Inverno 2018. Regione Veneto, Regione Sicilia e Regione Lombardia, tre conferenze diverse su uno stesso tema: l’utilizzo del fondo straordinario messo a disposizione da AIFA per l’acquisto di farmaci innovativi; si parlava di malattie infettive, con questa mossa l’Agenzia Italiana del Farmaco consentiva di fatto un’eliminazione a tappeto del virus, occasione mai vista. Il nodo da sciogliere: come far accedere i pazienti. Regione Veneto: una delibera di giunta stabilisce il programma, si dota di una cabina di regia, mette in rete grandi centri specializzati (hub) e piccoli centri di natura territoriale (spoke), li dota di una piattaforma informatica comune, crea un canale di invio e uno stesso modello per tutte le AUSL. Regione Sicilia, meno governabile a livello centrale, ancora animata da personalismi da Prima Repubblica, non riesce a costruire un’organizzazione del tipo hub & spoke, ma sopperisce a questa mancanza costruendo ottime sinergie a livello locale, provinciale, con l’associazionismo. Regione Lombardia: quasi imbarazzante. L’interlocuzione tra i relatori sembrava una partitella di calcetto, ogni ASST vantava di aver adottato la formula migliore per integrare i centri spoke, protagonismo da yuppie grintosi e capaci, in totale assenza di una regia centrale. In tutti e tre i casi, il grande assente era il medico di base.

Terza istantanea

Primavera 2020. Milanesi a casa con febbre alta, tosse e la paura atavica di morire. Chiamano il medico di base, che consiglia di stare a letto; chiamano la guardia medica, che consiglia il paracetamolo; telefonano al 112, che consiglia di sentire il medico di base o la guardia medica. Nel frattempo i medici ospedalieri, nei centri Covid, di fronte al sovraffollamento di malati e all’impossibilità di accoglierne di nuovi, cercano di fare al meglio, che però significa dal loro punto di vista: abbassare le soglie di età per l’eleggibilità alle terapie intensive, alzare quelle della gravità dei sintomi per l’ingresso in ospedale. Significa che sopra 65 non si va più in terapia intensiva, e che senza sintomi gravi non si viene curati. E questo, si badi bene, è espressione di grande razionalità nella scelta, perché se le risorse sono scarse bisogna contingentarle. Il punto però è un altro: che il criterio di razionalità dell’ospedale è diverso da quello del territorio, e che a livello di ATS si sarebbe dovuta stabilire una linea di condotta capace di armonizzare i due mondi.

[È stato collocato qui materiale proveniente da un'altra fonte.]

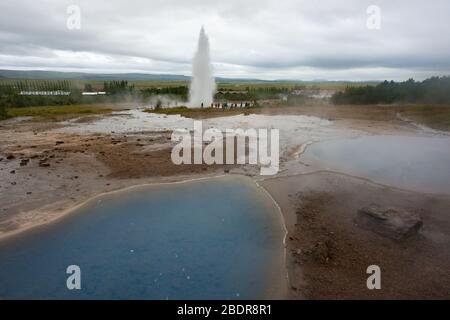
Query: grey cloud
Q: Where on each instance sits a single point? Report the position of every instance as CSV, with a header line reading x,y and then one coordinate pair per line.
x,y
288,39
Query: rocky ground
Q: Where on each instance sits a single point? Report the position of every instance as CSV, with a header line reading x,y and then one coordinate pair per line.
x,y
44,172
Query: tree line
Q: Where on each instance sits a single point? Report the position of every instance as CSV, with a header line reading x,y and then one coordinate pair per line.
x,y
435,90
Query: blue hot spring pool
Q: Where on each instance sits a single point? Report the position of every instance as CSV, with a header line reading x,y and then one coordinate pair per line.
x,y
218,238
409,162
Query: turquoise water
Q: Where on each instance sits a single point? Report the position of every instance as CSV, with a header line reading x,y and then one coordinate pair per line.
x,y
210,239
413,163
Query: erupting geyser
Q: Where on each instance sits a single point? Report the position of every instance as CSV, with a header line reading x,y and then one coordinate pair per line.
x,y
202,84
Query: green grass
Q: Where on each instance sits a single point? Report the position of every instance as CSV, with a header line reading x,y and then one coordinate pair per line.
x,y
57,112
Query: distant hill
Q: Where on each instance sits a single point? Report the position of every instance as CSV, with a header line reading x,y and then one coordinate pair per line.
x,y
57,75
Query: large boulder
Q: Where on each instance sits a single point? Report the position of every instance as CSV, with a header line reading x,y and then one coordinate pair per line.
x,y
392,223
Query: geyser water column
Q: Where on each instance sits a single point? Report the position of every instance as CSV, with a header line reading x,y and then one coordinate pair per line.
x,y
202,87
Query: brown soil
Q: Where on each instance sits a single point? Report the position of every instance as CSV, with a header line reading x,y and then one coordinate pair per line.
x,y
329,252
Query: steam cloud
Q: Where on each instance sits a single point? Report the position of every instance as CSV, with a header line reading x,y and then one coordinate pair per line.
x,y
202,84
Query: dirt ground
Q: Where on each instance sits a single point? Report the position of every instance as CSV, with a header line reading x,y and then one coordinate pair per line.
x,y
43,174
330,252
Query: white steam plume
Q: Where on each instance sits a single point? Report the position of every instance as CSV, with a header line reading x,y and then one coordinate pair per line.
x,y
202,84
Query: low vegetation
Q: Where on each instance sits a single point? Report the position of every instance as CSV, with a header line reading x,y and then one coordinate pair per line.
x,y
57,112
435,90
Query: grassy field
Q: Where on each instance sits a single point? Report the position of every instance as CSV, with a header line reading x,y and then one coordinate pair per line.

Si è governata una crisi sanitaria in totale assenza di una cabina di regia di Salute Pubblica. Si è dato spazio al solo punto di vista ospedaliero, che si è occupato di organizzare l’ingresso in ospedale e l’ingresso in terapia intensiva, e nulla più, come ha denunciato la Federazione degli Ordini dei Medici lombardi. ATS non c’è stata, non ha prodotto modelli, non ha integrato ospedale e territorio, non ha coordinato le forze sparpagliate dei medici di base con quelle concentrate degli ospedali; sono stati sempre loro, gli allenatori delle ASST della serie A lombarda, che hanno in mente più l’ospedale che il territorio, sono stati ancora una volta loro a prendere le decisioni importantissime; che naturalmente hanno prediletto (come è normale che sia) il punto di vista clinico, quello della cura del malato, mentre a un direttore d’ospedale, in fondo, non interessa nulla di prevenzione, che sia primaria o secondaria, di sperimentare modelli organizzativi innovativi, di domiciliarità, di venire incontro ai paucisontomatici, magari con quelle terapie precoci che in Emilia Romagna hanno salvato molte vite in più; per un direttore sanitario il malato esiste da quando arriva in ospedale in poi. Ed è normale che sia così, in fondo, perché un direttore d’ospedale ha un punto di vista parziale. A mancare è stato il resto del sistema.